The Commercial and Industrial Uses of Radon

  1. Radon is sometimes used by some hospitals for therapeutic uses. The radon is obtained by pumping from the Radium source and stored in a small tube called ” seed ” or ” needle ”. Radon is rarely used again but, given that hospitals can now get the seeds of ” suppliers ” that produce the seeds with the desired decay rate. usually cobalt and cesium are used which are resistant for several years, so it is more practical in terms of logistics. (Read also : Helium Uses in Medicine)
  2. Because of its fairly rapid decay, radon is also used in hydrological investigations that examine the interactions between underground water, creeks and rivers. Increased radon in creeks or rivers is an important clue that there is an underground water source.
  3. Radon can also act as an earthquake warning system or earthquake disaster mitigation efforts, because when the earth plate moves radon levels will change so it can be known if there is an earthquake of radon levels change.

There is an example of the use of radon that has been conducted by a number of researchers at the National Aviation Institute (LAPAN).  The radon gas that is present in the soil is continuously monitored for two consecutive years.

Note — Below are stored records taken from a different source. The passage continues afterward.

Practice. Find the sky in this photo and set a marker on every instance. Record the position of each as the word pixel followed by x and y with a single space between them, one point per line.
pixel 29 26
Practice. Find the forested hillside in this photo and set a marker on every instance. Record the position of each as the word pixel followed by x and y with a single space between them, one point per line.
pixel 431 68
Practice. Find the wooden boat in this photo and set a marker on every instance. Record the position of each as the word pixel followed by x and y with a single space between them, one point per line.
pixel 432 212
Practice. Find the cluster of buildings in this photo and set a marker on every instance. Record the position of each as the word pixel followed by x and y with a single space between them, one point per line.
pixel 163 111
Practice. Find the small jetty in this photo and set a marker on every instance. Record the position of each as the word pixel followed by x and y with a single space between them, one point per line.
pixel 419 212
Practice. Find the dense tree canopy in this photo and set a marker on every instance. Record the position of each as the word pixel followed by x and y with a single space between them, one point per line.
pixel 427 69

This research has aims to analyze the variations of radon gas and earthquake activity as well as the emergence of local earthquake precursors that occur in the Opak Fault lane. The results showed an increase in radon gas emissions correlated with an increase in the frequency of earthquake events.

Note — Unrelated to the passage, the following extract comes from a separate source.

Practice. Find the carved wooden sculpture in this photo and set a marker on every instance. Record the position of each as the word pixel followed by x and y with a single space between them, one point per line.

  1. Radon gas is radioactive so it is widely used in radiation therapy for cancer patients by utilizing the resulting light. However, if radon sucked in sufficient quantities will cause lung cancer.
  2. It is also used in geological research and tracks air masses. (Read Harmful Chemicals in Air Pollution

Radiation : One thing to notice of radon gas

Radiation derived from radon gas (Rn-222) is the main source of radiation we receive daily. This happens because Rn-222 can join the air we breathe. Then, the radon gas that emits alpha radiation can irradiate the lungs thus increasing the risk of getting cancer.

If the radon gas comes out of the ground, the radon gas will be dispersed  into the air. Therefore, radon concentrations in the open air environment will be small. However, if the radon gas enters the enclosed space, especially through the floor of the house, its concentration will increase. (Read Sub Branches of Analytical Chemistry)

The average effective dose of this radon gas is about 1.2 mSv (120 mrem) per year. Since the average total dose (either from natural or artificial radiation) is about 2.8 mSv (280 mrem) per year, the contribution of this radon is about 43% of the total dose we receive. Therefore, we must be aware of the radiation dose derived from this radon gas. To reduce radiation from radon gas, the building space must have sufficient ventilation so that the radon gas can be dispersed by air.